In an interview, Dr. Brophy, director of the Occupational Health Clinics for Ontario Workers in Sarnia, said doctors in Ontario are not required to notify the WSIB that they are dealing with mesothelioma cases. He said some of those who contracted mesothelioma lived with people who brought traces of asbestos home on their work clothes, and the WSIB refuses to compensate them.

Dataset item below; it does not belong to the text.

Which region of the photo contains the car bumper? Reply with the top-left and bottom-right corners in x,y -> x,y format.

Others are having difficulty proving they worked with asbestos for two years or more.
Mesothelioma is a cancer affecting the lining of the chest wall, and because of its poor prognosis, almost all of the nearly 1,000 people who were not compensated are probably dead.
The incidence and compensation figures are based on data recently released by Cancer Care Ontario and the WSIB, which found from 1980 to 2002 nearly 1,500 men in Ontario were diagnosed with mesothelioma - but only about 550 claims were filed for the illness with the WSIB.
"It is an alarming statistic, and for the first time, reveals to the public the tragic consequences of poorly regulated and controlled asbestos exposures," the paper said.
Although asbestos also causes lung, head, neck and gastrointestinal cancers, mesothelioma is the most feared because the disease has few treatments and is almost always fatal, typically within four to 18 months of the diagnosis.
In Ontario, it is among only three occupational diseases - the others being asbestosis and a rare nasal cancer - for which those who contract it are assumed to have had a workplace exposure to a hazardous substance.
Canada continues to mine large quantities of asbestos, but the paper said about 95 per cent of the output is exported, mainly to poor, developing countries. This week, the Canadian Cancer Society called for the elimination of these exports, which have been heavily promoted by the federal government.